この取り組みにより、ニューバランスのシューズは、かつての「ダッドシューズ(お父さん向けスニーカー)」のイメージを脱却しつつある。コメディ番組の『サタデー・ナイト・ライブ』などで「中年の小太りの白人男性が履く靴」と同社のシューズは揶揄されていたが、米国ではコロナ禍以降にその人気が復活した。2010年に18億ドル(約2800億円)だったアパレルを含むニューバランスの世界の売上高は昨年、その4倍以上となる78億ドル(約1兆1300億円)に上昇している。
同社のグローバルの売上高は特に、2022年から2024年にかけて野球やバスケットボール、フットボール、テニスの4部門で合計27%の成長を記録した。この成長は、ガウフの2023年全米オープンでの初優勝や大谷翔平のドジャースのワールドシリーズ制覇などの時期と重なっている。ニューバランスの同期間における世界のスポーツ用フットウェア部門の売上高は、44億ドル(約6350億円)から66億ドル(約9530億円)へと50%成長したとフォーブスは推計している。
「私たちは、自分たちが今よりはるかに大きな存在になれるとわかっていた。そして、ブランドのストーリーや価値が過小評価されているとも感じていた」とニューバランスの会長のジム・デイビスの息子でもあるCMOのデイビスは語る。

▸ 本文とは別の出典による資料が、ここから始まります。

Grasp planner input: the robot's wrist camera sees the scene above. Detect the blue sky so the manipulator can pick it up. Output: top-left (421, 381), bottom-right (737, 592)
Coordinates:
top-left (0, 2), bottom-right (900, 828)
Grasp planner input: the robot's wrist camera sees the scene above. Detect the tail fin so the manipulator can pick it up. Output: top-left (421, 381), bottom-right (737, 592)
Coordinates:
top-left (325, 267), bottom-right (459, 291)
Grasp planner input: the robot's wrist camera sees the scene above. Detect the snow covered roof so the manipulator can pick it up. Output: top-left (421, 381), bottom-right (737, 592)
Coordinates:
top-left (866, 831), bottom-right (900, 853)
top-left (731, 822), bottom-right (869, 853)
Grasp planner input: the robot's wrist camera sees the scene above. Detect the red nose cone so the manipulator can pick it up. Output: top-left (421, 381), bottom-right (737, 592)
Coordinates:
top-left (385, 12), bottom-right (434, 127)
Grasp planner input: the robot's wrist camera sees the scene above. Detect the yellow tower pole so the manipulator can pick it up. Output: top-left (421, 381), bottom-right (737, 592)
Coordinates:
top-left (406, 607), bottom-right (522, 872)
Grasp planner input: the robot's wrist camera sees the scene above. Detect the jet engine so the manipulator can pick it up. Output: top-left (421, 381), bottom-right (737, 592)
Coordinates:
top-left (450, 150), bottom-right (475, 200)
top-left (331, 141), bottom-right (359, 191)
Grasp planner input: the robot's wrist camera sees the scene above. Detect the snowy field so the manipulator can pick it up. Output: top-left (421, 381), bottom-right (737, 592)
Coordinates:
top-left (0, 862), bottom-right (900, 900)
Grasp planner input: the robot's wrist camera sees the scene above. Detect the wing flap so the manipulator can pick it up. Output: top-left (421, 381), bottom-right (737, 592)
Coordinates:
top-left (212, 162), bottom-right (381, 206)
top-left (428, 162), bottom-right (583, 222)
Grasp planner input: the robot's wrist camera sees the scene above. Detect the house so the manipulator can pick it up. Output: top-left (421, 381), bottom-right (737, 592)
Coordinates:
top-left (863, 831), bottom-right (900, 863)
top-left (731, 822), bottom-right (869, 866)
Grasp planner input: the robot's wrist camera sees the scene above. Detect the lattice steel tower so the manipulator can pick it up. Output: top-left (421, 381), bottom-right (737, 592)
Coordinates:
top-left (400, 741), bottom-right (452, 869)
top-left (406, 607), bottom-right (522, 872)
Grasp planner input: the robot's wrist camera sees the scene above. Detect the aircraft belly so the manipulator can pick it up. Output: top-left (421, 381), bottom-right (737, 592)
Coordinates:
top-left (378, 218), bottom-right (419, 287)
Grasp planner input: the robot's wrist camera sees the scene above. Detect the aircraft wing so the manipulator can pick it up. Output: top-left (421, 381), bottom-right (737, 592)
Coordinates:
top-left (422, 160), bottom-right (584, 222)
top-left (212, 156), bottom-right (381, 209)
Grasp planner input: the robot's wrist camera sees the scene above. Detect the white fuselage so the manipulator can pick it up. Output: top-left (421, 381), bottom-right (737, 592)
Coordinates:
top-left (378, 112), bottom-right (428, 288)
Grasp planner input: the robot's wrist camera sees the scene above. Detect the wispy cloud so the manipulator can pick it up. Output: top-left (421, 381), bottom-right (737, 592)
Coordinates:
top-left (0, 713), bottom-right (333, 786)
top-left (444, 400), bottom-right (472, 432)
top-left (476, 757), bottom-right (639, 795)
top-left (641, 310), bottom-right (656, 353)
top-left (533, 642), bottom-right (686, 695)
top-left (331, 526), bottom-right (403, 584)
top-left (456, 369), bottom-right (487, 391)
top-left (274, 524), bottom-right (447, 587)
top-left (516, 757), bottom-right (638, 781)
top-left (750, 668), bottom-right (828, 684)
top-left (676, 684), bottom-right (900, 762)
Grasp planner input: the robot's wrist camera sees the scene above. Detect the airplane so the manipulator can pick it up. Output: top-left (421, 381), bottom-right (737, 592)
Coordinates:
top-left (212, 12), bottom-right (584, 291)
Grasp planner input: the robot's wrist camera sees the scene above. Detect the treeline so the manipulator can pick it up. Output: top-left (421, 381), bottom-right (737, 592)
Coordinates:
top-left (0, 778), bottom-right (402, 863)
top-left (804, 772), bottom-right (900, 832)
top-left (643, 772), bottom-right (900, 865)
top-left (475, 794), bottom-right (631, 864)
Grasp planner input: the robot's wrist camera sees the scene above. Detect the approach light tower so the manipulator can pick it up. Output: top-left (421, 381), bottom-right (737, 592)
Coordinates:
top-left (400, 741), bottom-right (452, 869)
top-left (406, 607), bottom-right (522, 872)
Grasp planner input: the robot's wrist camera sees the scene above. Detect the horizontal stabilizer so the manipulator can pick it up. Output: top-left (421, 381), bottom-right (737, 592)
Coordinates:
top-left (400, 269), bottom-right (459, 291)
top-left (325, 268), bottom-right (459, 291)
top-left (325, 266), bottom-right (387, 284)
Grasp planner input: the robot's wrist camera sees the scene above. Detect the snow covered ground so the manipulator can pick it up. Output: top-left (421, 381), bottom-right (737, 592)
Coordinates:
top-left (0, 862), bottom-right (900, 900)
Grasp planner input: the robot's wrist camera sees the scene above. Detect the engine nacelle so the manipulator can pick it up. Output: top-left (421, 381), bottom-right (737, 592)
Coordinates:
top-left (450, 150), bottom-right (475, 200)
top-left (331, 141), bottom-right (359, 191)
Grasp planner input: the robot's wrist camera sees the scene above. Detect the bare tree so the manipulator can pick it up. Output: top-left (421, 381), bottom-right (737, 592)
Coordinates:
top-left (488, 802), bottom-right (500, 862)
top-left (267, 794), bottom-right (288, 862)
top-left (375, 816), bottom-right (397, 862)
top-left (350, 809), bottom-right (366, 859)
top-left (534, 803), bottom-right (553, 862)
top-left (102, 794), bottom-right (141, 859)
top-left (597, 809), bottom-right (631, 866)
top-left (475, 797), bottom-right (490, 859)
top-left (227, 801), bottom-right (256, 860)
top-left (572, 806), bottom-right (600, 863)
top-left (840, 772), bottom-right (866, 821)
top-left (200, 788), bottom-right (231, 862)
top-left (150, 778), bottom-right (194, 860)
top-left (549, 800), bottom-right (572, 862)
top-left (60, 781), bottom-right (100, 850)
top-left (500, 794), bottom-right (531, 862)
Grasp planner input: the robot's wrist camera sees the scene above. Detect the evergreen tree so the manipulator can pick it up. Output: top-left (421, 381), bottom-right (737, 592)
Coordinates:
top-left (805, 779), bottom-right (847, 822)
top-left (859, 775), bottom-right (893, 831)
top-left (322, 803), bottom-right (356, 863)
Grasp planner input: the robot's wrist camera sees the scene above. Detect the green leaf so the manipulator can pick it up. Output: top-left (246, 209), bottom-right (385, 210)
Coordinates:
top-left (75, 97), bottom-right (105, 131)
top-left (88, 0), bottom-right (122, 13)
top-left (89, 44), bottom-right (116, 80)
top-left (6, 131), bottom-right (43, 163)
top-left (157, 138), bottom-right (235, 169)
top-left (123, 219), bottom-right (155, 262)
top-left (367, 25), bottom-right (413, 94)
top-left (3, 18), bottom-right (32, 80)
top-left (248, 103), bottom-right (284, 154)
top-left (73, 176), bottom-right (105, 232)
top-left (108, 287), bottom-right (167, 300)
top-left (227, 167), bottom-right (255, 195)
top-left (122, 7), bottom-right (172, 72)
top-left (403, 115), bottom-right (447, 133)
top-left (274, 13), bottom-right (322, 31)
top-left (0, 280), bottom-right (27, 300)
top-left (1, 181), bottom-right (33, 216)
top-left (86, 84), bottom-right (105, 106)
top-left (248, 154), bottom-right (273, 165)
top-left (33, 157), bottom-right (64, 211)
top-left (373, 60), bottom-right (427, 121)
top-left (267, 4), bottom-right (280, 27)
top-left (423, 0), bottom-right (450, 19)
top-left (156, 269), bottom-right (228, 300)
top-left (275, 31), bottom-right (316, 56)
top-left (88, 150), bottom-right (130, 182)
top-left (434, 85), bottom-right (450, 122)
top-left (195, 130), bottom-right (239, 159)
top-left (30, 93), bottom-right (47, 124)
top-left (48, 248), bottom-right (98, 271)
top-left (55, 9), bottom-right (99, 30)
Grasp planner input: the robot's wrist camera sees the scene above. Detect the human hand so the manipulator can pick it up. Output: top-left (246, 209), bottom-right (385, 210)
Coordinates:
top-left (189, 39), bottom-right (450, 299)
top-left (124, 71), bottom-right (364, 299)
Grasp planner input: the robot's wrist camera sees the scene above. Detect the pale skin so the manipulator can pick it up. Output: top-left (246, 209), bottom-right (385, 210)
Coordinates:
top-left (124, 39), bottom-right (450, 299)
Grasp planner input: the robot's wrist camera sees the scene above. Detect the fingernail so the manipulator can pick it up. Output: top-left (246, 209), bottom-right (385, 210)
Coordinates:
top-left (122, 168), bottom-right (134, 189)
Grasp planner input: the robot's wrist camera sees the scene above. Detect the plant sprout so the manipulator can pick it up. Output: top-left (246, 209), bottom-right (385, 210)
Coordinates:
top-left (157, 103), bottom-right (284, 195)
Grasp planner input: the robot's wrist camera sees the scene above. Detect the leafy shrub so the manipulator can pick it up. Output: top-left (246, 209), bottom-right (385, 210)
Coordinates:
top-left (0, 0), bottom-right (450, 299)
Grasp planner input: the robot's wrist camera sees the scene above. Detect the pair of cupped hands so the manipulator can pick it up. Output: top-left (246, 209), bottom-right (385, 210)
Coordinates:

1990年代に「Endorsed By No One」という皮肉めいた広告キャンペーンを展開していたとはいえ、ニューバランスがアスリートとまったく無縁だったわけではない。実際、1980年代初頭には、NBAを渡り歩いたマイケル・レオン・カーを初のバスケットボールアンバサダーとして起用し、数年後には将来殿堂入りするジェームズ・ウォージーと、バスケットボール界で初となる100万ドル規模のシューズ契約を結んでいた。